The solution mentioned of running a two tailed test would not have solved the problem of a false result the author demonstrated through conducting an A/A test.

According to the image in the article: http://blog.sumall.com/wp-content/uploads/2014/06/optimizely...

The A/A test had: A1: Population: 3920 Conversion: 721 A2: Population: 3999 Conversion: 623

    Z-Score: 3.3
    2-tailed test signifiance: 99.92%
Looks like the one-tail vs. two tail test doesn't make huge difference in this case.

So, maybe a larger sample size would have seen a reversion to the mean, but given the size and high significance that would be unlikely (interesting exercise to try different assumptions to calculate how unlikely, with the most overly generous obviously just being the stated significance).
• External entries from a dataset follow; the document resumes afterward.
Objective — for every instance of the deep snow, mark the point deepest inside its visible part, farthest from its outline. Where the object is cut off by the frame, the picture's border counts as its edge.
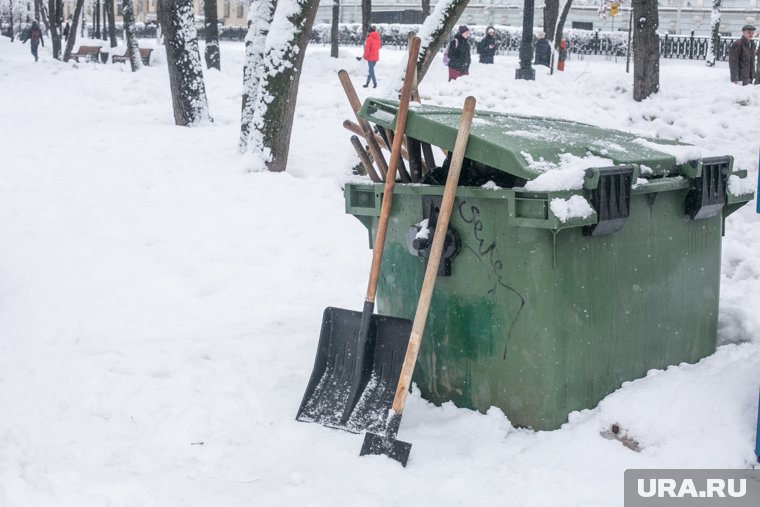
(160, 305)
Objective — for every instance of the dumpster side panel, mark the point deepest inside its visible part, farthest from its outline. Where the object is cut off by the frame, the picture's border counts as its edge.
(541, 323)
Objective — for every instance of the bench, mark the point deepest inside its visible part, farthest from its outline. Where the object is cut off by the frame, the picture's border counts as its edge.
(144, 56)
(89, 53)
Yes, the test was only conducted over one day, but if it was the exact same thing being served for both, that shouldn't matter.

If there was a reversion to the mean due to an early spike, we would expect to see the % difference between the two cells narrow as the test kept running. You can see in the chart that the % difference (relative gap between the lines) stays about the same after 8pm on the 9th.

So if it's not the one-tailed test at fault, and it's not the short duration of the test at fault, what is?

Don't know.

I have seen in the past that setup problems are incredibly easy to make w/ a/b testing tools when implementing the tool on your site. I've seen in other tools things like automated traffic from Akamai only going to the default control, or subsets of traffic such as returning visitors excluded from some cells but not others.

Based on those results, I'd be suspicious of something in the tool setup being amiss.